According to DRI Scientific Director Camillo Ricordi, M.D., the diabetes research foundation’s increased support will help to fund a number of scientific initiatives, including the new Diabetes Research Institute Federation (DRI Federation). This unique international research federation unites the leading scientists from selected diabetes research institutions to launch an unprecedented assault on type 1 diabetes. Comprised of eight research facilities spanning seven countries, all DRI Federation members are connected by the latest in video conferencing technology.
The mission of the DRI Federation is to catalyze new ideas by grouping together researchers with specific expertise that may not be represented at each of the individual centers. The collaboration will synergize scientific planning and research design that will maximize efficiencies of cost, time and information transfer.

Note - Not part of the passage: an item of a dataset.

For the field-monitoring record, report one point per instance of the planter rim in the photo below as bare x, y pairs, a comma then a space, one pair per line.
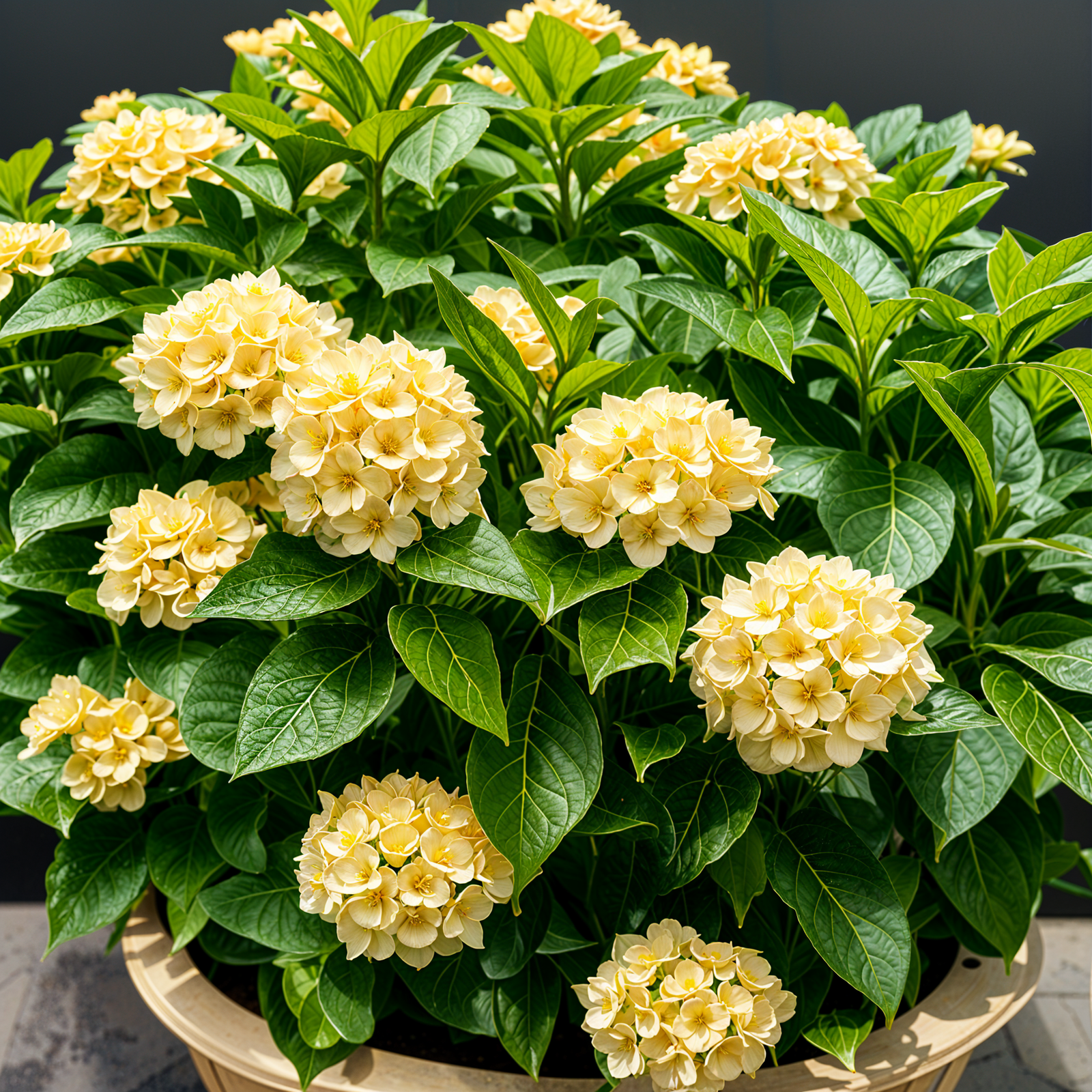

The DRI Federation will concentrate solely on curing diabetes through tolerance induction, stem cell therapies, regenerative medicine strategies, and transplantation of islets and other insulin producing cells.
People living with type 1 diabetes have benefited from important advances in diabetes research, including islet cell transplantation. With this procedure, islets, or insulin-producing cells, are isolated from the organ and infused into the patient.

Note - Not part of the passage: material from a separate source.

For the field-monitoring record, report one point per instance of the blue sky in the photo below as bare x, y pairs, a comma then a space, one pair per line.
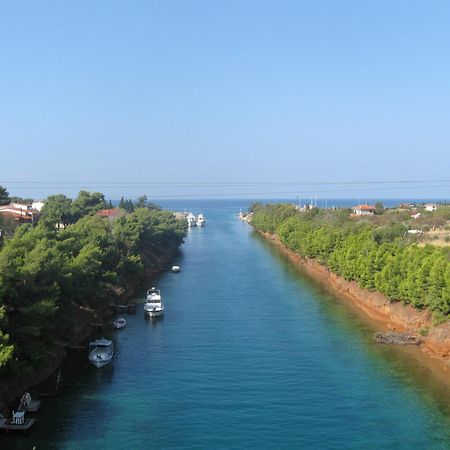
103, 92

Patricia Claar, who was diagnosed with diabetes at age 12 and recently received an islet cell transplant at the DRI, stated, “I feel better now than I have in my entire life. I thank the DRI, the Foundation, and its supporters for making this experience a reality.”
Another DRI transplant recipient Karla Edge said, “I had severe reactions for 30 years, and I would like to thank the DRI for answering my prayers.”

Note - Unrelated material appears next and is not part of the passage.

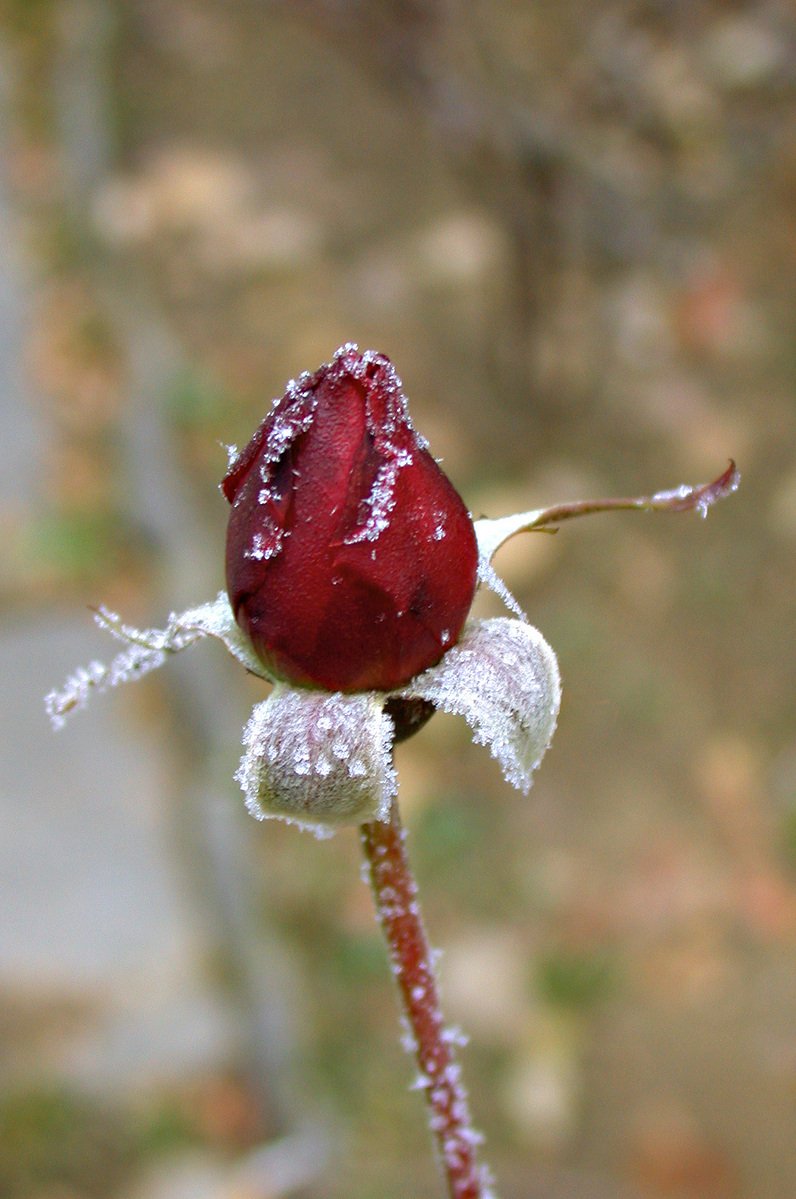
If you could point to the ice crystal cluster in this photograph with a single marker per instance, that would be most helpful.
(351, 565)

To learn more about the cure-focused work of the Diabetes Research Institute or the DRI Federation, visit www.diabetesresearch.org or call 1-800-321-3437.
About the Diabetes Research Institute and Foundation
The Diabetes Research Institute Foundation is a not-for-profit diabetes organization whose mission is to provide the Diabetes Research Institute at the University of Miami with the funding necessary to cure diabetes through islet transplantation and other cell-based therapies. The Diabetes Research Institute is a recognized world leader in cure-focused research. Pioneering many of the techniques used in islet cell transplantation since the early 1970’s, the DRI has successfully reversed diabetes in patients involved in ongoing clinical trials. DRI research is now directed at improving transplant processes and developing new biomedical technologies and cell-based therapies to restore insulin production. For the millions of families already affected by diabetes, the Diabetes Research Institute is the best hope for a cure.